Dans tous les pays du Commonwealth, le coquelicot symbolise le sacrifice des soldats tombés sur les champs de bataille lors de la Première Guerre mondiale. De nos jours encore, le Poppy se porte le 11 novembre, accroché côté cœur pour perpétuer le souvenir des militaires, victimes de la première boucherie du XXe siècle.

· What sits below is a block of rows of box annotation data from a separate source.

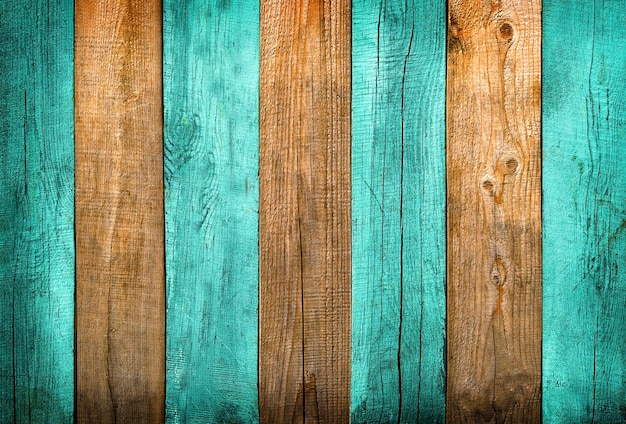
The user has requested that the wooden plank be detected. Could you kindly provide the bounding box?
[75,0,165,423]
[543,0,626,423]
[0,0,74,423]
[163,0,259,423]
[259,0,350,423]
[352,0,446,423]
[446,0,541,423]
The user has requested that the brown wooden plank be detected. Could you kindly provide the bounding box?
[75,0,165,423]
[447,0,541,423]
[259,0,350,423]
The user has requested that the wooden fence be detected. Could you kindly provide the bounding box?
[0,0,626,424]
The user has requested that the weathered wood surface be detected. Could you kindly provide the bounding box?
[163,0,259,423]
[446,0,541,423]
[259,0,350,423]
[0,0,74,423]
[75,0,165,424]
[543,0,626,423]
[351,0,446,423]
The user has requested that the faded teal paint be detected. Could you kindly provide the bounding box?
[163,0,259,423]
[0,0,74,423]
[351,0,446,423]
[543,0,626,423]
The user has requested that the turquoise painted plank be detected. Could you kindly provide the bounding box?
[163,0,259,423]
[0,0,74,423]
[351,0,446,423]
[543,0,626,423]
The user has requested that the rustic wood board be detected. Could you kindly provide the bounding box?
[446,0,541,423]
[0,0,74,423]
[75,0,165,423]
[543,0,626,423]
[351,0,446,423]
[259,0,350,423]
[163,0,259,423]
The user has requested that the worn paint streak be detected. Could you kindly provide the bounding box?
[259,0,350,423]
[446,0,541,423]
[543,0,626,423]
[75,0,165,424]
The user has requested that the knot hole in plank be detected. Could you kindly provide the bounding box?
[496,22,515,44]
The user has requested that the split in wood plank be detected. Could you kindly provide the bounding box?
[0,0,74,423]
[351,0,446,423]
[259,0,351,423]
[542,0,626,423]
[75,0,165,424]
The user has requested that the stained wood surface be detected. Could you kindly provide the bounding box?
[351,0,446,423]
[259,0,350,423]
[543,0,626,423]
[0,0,74,423]
[75,0,165,423]
[163,0,259,423]
[446,0,541,423]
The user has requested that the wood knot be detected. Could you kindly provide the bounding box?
[491,257,506,286]
[483,180,494,194]
[496,156,519,175]
[498,22,513,43]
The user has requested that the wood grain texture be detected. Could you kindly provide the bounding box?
[163,0,259,423]
[543,0,626,423]
[446,0,541,423]
[259,0,350,423]
[0,0,74,423]
[351,0,446,423]
[75,0,165,423]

En 1915, John McCrae, médecin biologiste, lieutenant-colonel de la Canadian Expeditionary Force s’engage dans la bataille des Flandres. À Ypres, le 22 avril, l’armée allemande utilise, massivement, pour la première fois des gaz asphyxiants. Le long de la ligne de front, 150 tonnes de chlore sont libérées. Dans les tranchées, les soldats suffoquent. John McCrae soigne des centaines de soldats, constate des dizaines de décès. Il écrit à sa mère : “J’ai l’impression de vivre un cauchemar. Les combats sont horribles. Pendant 17 jours et 17 nuits, aucun d’entre nous n’a pu changer de vêtements, ni même enlever ses bottes, si ce n’est qu’à l’occasion. Pendant tout ce temps où je n’ai pas dormi, le bruit des fusils et des mitrailleuses n’a jamais cessé, si ce n’est que durant 60 secondes (…) et comme toile de fond permanente, il y a la vue des morts, des blessés, des mutilés et la terrible angoisse que la ligne cède. (Prescott. In Flanders Fields : The Story of John McCrae)
Au champ d’honneur
John McCrae ne peut sauver l’un de ses meilleurs amis, le lieutenant Helmer. Alexis Helmer, 22 ans, est enterré le 2 mai, dans une rangée de tombes entre lesquelles sont apparus des coquelicots. Profondément marqué par cette disparition, John écrit un poème “Au champ d’honneur” inspiré par ces fleurs qui poussent là où les obus n’ont laissé que cratères et terres dévastées. Rouges comme le sang versé, les poppies fleurissent après les batailles, car la graine peut rester enfouie de nombreuses années avant de germer sur une terre remuée.
Le poème
Dans les champs de Flandre, les coquelicots fleurissent
Entre les croix qui, une rangée après l’autre,
Marquent notre place ; et dans le ciel,
Les alouettes, chantant valeureusement encore, sillonnent,
À peine audibles parmi les canons qui tonnent.
Nous, les morts, il y a quelques jours encore,
Nous vivions, goûtions l’aurore, contemplions les couchers de soleil,
Nous aimions et étions aimés ; aujourd’hui, nous voici gisant
Dans les champs de Flandre.
Reprenez notre combat contre l’ennemi :
À vous, de nos mains tremblantes, nous tendons
le flambeau ; faites-le vôtre et portez-le bien haut.
Si vous nous laissez tomber, nous qui mourons,
Nous ne trouverons pas le repos, bien que les coquelicots fleurissent
Dans les champs de Flandre.
John McCrea
Vous pouvez aussi écouter ce poème lu par Léonard Cohen ci-dessous.
Une affaire de femmes
Moina Michael, professeur à l’Université de Georgie, découvre le poème de John McCrea quelques jours avant l’Armistice de 1918. Émue, elle prend la plume et écrit à son tour un poème “We shall keep the faith” où elle promet de porter un coquelicot en souvenir des soldats disparus. Moina porte chaque jour un coquelicot de papier à la boutonnière. En 1920, une Française, Anne Guérin, découvre l’initiative de Moina Michael, l’adopte et développe l’idée. Elle fait réaliser des coquelicots artificiels, les vend pour recueillir de l’argent en faveur des enfants français orphelins, sans ressources. Le maréchal britannique Douglas Haig reprend l’idée de Mme Guérin. Douglas Haig contribue à la création de l’organisation British Poppy Day Appeal et réunit des fonds pour aider les anciens combattants invalides et démunis. Au Canada, les premiers coquelicots de papier apparaissent eux aussi, en 1921. Depuis lors, on arbore le coquelicot le jour de l’Armistice dans les pays du Commonwealth.